Learning how to prompt isn’t immediately intuitive, and at first, I had to trawl around forums and communities, hoping someone would throw me a bone. I found the work of Lars Nielsen, Kris Kashtanova, and Guy Parsons very helpful. MidJourney will also test your visual chops above and beyond the subject matter itself, and I've found that my experience with photography, graphic design, and film work has helped a lot in creating prompts. It responds best to camera directions (symmetrical, low-angle, full-body shot, cinematic still shot, etc.), art movements (minimalist, film-noir, brutalist, pop art, etc.), F/stops, lighting types, and styles of photography (landscape, underwater, tilt-shift, still life, etc.). It even responds to prompts detailing the different types of camera you want to replicate (Nikon D850, disposable camera, Polaroid, Canon EOS R, etc.) with added lens types (telephoto, wide-angle, 85mm, neutral density filter, etc.). You also try directors in the prompt, such as “in the style of Sergio Leone” or “in the style of Wong Kar Wai” for that elusive mise-en-scène, so that quinquennial paying off loans from film school might have been worth it after all.


AI video is still in its infancy, but it’ll probably be as early as 2024 when we start to see script-to-explainer video content hit the market. Text to AI-voice and AI audio leveling/editing are already commonplace. I expect us to see a lot of content support-specific AIs turning up in the next few months as the industry realizes the potential and the developers who were victims in the recent spate of Silicon Valley redundancies get to grips with the associated APIs. Expect a crop of low-budget filler, but watch out for the unexpected coming from home developers - building their own Jarvis on any old skip-scrounged kit that’ll run Python. 

Also, expect some serious low-quality copy and a fall in news standards in the form of “black hat journalism.” It’s a simple matter of linking a few APIs to automatically write and publish magazine-style content to a cobbled-together portal for skimming off those referral link dollars. Without good prompting and some appropriate manual editing, we’re going to see some mediocre bollocks that’ll put a black mark on AI's journalistic copybook - and the real press will (justifiably) rush to point fingers and scoff.

Quality content is king. Google has already made a statement about this, but clearly says it has no problem with AI if the copy is of genuine value and will “reward high-quality content, however it is produced.”

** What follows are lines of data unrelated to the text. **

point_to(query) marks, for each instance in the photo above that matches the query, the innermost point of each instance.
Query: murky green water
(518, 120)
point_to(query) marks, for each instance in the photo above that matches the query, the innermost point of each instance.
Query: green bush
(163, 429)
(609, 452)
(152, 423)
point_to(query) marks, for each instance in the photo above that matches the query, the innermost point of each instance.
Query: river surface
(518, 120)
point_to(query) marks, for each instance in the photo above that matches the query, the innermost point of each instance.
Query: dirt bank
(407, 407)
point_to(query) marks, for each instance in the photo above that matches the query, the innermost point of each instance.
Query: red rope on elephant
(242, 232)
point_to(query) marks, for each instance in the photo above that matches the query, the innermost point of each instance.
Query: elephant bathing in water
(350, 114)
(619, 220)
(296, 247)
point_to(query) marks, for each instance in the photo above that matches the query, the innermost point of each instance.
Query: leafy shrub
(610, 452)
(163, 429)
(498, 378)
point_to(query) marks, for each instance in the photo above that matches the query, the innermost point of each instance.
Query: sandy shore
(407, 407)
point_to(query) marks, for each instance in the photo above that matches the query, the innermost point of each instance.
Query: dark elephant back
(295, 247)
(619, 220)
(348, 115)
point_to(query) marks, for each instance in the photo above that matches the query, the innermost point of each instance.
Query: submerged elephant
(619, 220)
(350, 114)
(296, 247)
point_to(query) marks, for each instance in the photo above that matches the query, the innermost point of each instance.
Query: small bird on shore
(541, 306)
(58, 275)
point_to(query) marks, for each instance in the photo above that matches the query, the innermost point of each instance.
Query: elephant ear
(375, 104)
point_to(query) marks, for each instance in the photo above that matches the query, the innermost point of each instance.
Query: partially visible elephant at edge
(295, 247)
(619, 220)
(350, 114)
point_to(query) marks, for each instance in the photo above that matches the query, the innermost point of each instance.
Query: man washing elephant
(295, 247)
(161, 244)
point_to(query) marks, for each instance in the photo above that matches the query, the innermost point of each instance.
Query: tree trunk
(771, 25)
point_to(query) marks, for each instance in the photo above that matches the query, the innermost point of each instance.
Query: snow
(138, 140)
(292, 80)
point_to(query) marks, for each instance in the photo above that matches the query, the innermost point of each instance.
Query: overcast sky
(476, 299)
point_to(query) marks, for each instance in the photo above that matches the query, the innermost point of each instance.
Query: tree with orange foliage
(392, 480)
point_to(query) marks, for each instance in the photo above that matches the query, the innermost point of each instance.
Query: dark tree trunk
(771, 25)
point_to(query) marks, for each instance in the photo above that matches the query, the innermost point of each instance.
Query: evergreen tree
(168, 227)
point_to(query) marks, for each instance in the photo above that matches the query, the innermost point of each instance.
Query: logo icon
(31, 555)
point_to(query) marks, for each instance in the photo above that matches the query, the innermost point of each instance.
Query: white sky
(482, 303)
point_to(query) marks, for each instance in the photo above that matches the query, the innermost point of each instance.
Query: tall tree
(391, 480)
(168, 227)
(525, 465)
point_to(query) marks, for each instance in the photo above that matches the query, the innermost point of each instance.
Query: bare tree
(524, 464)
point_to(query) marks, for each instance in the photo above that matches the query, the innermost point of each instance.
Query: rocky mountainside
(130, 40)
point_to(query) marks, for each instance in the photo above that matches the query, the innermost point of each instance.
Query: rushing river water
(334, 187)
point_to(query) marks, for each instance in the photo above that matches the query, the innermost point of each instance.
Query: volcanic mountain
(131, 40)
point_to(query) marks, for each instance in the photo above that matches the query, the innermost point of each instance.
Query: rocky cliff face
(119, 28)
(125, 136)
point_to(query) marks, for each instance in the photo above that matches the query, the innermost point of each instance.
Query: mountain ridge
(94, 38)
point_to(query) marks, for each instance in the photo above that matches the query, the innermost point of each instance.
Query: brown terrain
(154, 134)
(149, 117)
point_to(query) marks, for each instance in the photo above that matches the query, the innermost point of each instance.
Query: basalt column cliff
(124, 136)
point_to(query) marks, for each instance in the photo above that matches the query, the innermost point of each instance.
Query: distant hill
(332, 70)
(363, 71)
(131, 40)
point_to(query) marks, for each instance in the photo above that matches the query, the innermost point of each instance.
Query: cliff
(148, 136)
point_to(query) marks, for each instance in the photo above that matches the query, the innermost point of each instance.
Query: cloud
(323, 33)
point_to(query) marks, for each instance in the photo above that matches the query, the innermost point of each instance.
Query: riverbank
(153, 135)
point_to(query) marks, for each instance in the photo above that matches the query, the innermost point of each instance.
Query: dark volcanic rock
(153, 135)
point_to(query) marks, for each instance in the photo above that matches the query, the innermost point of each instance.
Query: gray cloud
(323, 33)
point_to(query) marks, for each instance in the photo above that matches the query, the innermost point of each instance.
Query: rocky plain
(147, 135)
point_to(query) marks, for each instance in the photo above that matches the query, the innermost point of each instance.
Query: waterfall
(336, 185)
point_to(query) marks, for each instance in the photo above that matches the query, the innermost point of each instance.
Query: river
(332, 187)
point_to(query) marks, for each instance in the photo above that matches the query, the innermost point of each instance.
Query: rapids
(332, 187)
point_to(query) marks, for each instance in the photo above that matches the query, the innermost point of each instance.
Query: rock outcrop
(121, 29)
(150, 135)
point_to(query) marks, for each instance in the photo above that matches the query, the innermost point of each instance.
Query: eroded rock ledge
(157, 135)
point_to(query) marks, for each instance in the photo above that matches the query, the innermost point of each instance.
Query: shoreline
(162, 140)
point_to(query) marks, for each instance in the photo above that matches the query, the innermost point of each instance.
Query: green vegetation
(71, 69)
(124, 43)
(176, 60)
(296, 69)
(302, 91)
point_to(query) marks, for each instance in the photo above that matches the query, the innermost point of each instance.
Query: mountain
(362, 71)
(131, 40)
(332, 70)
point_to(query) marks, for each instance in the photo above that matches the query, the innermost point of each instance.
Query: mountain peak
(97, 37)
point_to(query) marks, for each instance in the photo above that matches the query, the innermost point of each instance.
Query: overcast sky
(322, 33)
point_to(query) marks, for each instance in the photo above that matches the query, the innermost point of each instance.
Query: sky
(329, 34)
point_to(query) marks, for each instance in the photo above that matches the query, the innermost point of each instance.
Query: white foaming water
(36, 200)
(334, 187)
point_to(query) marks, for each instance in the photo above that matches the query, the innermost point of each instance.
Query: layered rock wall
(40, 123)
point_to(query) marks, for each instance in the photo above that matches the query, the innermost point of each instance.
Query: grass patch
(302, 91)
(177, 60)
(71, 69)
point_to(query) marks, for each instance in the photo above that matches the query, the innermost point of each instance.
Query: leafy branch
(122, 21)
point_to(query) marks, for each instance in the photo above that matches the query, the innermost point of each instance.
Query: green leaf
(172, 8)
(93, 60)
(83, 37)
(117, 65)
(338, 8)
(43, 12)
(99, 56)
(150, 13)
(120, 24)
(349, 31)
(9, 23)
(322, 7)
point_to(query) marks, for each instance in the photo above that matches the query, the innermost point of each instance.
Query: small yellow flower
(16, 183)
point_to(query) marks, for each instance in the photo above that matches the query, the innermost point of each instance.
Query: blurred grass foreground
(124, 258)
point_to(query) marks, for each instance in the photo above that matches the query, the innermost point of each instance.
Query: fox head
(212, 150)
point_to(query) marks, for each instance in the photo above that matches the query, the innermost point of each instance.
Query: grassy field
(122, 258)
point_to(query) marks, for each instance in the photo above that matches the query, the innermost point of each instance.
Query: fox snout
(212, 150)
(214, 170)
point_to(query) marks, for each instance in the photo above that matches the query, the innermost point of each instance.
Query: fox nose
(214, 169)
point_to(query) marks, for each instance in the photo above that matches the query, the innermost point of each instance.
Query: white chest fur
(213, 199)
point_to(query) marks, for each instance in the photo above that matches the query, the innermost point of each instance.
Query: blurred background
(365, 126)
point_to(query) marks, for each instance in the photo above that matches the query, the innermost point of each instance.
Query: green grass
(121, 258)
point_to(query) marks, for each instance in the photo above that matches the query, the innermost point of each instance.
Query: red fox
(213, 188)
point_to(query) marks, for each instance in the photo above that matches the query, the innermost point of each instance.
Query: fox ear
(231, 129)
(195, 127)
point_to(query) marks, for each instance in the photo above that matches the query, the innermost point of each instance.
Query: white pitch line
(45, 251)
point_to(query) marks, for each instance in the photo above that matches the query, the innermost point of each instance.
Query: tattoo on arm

Nation-state bad actors and hacktivist are going to ride ChatGPT like a pony, all the way down the misinformation highway to QAnonville. Now anyone can write copy and code, at volume, and the code side of AI functionality is bound to grow even faster as code writes codes. Brace for automated factual disruption on a Brobdingnagian scale. Throw in a couple of Deepfakes, and the 2024 US election is going to be a disinformation masterclass.

Obligatory call to action

Honestly, I think our industry needs to get on board, or we’ll be left on the dock.

I’m not saying human-generated content is dead, far from it, but a human/AI collaboration in a business environment feels productive, and creative, and it’s already happening.

We should look at AI now and consider how it can make what we do more efficient. It’s the copywriters, PR peeps, and content creators who don’t take an interest and don’t integrate AI into their workloads who will find themselves on the sidelines in favor of the people who do. I have a couple of extra hours of additional capacity a day because I know how to use the tools; why would you give my job to someone who doesn’t? Have we reached the point where we should be sharing the by-line with an AI? No, not yet, but I bet we're only a year away from Elon trying to charge us for a tick to prove we're flesh and blood. Expect "prompting" (or whatever they'll call it) to become a part of media courses in the very near future, but those joining University courses in '23 may well be training for jobs that won't exist when they graduate. Things are moving fast, the ball is already rolling, and we can’t stand by like print journalism once did, denying the inevitable.